On the conference’s opening day, Gu teamed with Lu Xun, a research manager at CMI, to deliver a presentation about China’s LGBT community and the opportunities and obstacles for increased travel between China and North America.

“The United States is perceived as very LGBT friendly and considered ideal for immigration investment,” Gu said.

Lu presented findings from a survey of gay and lesbian Chinese people that showed a high interest in fine dining experiences, shopping, history, climate and LGBT life. The study, of roughly 8,000 people, was conducted through social networking apps with a median age of respondents being 23.

Lu said the reason for the survey’s relatively young median age is most older Chinese people have already entered into a heterosexual relationship. She also stated lesbians are more open about their sexuality due to Chinese tradition of men starting a family. Gu said it is acknowledged that many Chinese men will have sex with other men and keep a wife and children as well.

In the CMI survey, New York ranked at the top of the list for cities drawing the most interest from LGBT Chinese followed in order by San Francisco, Los Angeles, Washington D.C., Boston, Philadelphia, Chicago, Seattle, Miami and Orlando. Five Chinese cities offer direct flights to the U.S., Gu said. Those cities are: Shanghai, Beijing, Guangzhou, Chengdu and Chong Qing.

Lu estimates there are 70 million LGBT people in China.
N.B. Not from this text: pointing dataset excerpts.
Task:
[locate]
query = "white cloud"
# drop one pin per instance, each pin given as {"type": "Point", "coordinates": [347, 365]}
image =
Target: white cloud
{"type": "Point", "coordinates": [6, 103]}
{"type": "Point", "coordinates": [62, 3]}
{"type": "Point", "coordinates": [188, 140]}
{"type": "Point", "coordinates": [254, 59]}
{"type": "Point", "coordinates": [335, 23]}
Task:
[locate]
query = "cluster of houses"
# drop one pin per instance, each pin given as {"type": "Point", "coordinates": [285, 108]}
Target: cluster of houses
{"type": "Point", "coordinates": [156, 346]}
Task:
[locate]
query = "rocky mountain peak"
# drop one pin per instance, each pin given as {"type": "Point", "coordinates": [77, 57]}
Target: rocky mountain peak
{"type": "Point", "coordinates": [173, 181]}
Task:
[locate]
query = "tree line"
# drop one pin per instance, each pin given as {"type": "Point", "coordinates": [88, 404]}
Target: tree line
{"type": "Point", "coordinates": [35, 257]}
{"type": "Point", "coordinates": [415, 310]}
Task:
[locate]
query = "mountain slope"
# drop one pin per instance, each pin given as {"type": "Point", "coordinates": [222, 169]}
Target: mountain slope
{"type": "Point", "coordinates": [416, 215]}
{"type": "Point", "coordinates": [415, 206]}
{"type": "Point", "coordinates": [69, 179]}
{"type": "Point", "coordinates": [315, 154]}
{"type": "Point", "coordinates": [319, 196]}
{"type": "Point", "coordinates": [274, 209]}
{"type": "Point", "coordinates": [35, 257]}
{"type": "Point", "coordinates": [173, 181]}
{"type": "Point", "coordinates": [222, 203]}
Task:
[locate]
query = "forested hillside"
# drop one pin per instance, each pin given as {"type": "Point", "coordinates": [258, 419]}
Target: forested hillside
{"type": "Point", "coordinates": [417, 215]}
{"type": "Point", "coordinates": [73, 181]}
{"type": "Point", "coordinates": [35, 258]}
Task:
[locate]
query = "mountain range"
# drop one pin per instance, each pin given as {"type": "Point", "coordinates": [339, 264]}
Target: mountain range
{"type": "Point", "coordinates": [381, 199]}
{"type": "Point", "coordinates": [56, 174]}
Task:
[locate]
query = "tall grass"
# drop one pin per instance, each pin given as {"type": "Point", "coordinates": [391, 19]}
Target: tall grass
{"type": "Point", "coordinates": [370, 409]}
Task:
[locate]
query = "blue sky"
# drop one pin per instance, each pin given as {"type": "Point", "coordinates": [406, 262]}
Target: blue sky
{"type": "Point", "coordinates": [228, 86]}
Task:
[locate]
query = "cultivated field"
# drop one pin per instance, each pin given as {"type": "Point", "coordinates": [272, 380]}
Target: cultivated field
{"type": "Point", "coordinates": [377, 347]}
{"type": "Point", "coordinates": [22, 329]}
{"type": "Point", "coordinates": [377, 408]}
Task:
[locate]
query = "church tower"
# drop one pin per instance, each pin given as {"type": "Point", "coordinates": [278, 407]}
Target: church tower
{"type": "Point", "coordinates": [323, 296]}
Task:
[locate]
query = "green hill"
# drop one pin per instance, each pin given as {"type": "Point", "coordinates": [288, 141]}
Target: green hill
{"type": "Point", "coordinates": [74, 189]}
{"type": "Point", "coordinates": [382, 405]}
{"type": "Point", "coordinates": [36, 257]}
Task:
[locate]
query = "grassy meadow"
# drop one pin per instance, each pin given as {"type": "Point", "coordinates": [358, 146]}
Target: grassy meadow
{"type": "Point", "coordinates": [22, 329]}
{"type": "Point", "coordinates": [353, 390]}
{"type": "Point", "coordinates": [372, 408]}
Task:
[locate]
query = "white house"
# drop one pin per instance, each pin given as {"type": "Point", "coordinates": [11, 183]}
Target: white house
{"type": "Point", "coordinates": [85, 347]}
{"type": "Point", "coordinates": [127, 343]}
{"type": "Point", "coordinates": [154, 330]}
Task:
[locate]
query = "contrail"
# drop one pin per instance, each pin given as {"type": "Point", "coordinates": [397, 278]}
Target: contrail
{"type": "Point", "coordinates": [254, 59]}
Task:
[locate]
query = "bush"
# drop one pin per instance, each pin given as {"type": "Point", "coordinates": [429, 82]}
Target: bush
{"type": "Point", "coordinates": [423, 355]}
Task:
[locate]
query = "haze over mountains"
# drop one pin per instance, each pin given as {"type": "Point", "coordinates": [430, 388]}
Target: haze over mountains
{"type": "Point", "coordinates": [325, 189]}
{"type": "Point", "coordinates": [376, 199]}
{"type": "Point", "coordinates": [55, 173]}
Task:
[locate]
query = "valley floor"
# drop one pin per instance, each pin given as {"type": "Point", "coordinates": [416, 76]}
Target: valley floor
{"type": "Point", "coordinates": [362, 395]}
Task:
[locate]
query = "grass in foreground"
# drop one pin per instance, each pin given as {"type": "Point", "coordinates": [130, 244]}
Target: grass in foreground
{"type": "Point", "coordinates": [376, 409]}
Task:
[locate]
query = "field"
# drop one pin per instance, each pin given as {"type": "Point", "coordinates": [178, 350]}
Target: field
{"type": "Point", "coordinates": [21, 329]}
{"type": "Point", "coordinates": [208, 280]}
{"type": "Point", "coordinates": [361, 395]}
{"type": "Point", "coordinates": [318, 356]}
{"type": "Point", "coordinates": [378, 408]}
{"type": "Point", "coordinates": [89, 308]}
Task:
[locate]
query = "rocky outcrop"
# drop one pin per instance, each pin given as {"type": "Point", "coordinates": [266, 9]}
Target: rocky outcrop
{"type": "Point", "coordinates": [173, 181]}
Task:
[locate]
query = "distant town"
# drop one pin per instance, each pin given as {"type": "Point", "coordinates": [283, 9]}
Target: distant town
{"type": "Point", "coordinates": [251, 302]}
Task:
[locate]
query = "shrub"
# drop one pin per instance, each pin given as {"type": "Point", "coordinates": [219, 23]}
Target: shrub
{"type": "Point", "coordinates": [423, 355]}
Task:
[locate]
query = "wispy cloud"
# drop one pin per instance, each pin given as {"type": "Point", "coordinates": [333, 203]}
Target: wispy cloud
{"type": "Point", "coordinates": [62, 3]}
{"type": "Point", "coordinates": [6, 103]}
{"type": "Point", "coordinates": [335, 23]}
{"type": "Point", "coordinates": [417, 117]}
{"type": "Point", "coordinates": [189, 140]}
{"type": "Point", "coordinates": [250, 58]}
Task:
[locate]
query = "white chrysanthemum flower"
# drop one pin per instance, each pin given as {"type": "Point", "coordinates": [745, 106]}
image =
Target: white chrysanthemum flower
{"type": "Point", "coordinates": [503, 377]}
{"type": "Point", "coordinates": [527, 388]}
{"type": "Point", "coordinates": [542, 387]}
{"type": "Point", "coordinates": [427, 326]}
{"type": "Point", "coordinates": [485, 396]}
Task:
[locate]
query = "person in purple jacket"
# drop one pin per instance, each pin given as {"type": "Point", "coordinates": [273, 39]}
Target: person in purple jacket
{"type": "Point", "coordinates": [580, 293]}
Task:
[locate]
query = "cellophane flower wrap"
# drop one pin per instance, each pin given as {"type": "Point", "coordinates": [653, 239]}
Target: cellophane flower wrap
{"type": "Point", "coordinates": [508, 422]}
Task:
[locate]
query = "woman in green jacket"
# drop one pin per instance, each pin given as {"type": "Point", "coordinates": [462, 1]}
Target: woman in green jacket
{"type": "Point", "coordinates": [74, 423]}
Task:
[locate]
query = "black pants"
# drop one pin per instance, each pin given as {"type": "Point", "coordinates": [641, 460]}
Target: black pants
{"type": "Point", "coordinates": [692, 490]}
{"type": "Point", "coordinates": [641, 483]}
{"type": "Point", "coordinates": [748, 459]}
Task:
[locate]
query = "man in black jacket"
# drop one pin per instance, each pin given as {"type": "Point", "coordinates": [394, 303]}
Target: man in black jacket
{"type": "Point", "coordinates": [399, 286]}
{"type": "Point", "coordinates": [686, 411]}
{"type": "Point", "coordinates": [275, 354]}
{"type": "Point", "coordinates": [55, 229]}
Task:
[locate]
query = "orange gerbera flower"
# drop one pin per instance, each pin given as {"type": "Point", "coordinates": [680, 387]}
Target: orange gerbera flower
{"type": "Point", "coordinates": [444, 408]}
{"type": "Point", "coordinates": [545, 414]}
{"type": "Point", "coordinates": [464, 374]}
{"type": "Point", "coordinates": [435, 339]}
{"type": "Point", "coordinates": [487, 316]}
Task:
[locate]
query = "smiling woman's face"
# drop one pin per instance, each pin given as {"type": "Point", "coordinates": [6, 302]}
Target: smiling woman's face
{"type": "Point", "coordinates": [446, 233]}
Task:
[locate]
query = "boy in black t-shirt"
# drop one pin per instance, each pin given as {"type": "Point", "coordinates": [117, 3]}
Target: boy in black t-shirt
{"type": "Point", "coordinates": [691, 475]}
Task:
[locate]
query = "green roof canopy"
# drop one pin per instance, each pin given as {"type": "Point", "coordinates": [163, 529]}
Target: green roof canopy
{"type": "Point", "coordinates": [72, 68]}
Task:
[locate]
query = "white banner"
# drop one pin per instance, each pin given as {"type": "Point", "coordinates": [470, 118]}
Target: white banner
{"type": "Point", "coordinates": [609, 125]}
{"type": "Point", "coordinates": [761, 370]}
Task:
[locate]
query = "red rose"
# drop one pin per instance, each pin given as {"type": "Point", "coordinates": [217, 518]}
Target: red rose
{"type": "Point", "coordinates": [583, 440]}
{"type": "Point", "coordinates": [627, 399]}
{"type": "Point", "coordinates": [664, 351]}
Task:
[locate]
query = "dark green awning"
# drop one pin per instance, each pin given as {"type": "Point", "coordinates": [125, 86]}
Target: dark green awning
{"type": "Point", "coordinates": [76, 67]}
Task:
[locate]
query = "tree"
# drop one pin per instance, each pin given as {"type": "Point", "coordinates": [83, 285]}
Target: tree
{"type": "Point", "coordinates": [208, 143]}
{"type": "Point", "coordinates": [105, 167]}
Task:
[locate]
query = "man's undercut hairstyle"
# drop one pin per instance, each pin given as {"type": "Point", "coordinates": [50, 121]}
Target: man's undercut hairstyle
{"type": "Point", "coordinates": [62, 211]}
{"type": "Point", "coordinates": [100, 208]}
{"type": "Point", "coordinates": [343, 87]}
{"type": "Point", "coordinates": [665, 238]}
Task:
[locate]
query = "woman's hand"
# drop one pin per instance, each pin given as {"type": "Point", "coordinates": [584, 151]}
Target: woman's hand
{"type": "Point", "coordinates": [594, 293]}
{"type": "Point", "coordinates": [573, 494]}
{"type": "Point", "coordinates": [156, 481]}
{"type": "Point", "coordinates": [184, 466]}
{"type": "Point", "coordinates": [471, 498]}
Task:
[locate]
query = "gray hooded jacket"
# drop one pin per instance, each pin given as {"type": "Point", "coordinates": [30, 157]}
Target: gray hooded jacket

The Chinese government decriminalized homosexuality in 1997 and removed it from a list of mental illnesses in 2001.

A bilateral agreement struck between U.S. President Barack Obama and Chinese President Xi Jinping at last year’s APEC Summit extended the tourism visa to 10 years. This decision was hailed by tourism leaders.

“I think the next travel frontier is Asia and specifically China for Americans,” said George T. Neary, a Vice President of Cultural Tourism for the Greater Miami Convention and Visitors Bureau. “Miami has an inroad into that market with Art Basel Hong Kong and this now allows Miami to introduce itself into this amazing market and so far it has been a very warm reception. This relationship will grow in the future and be very beneficial for both.”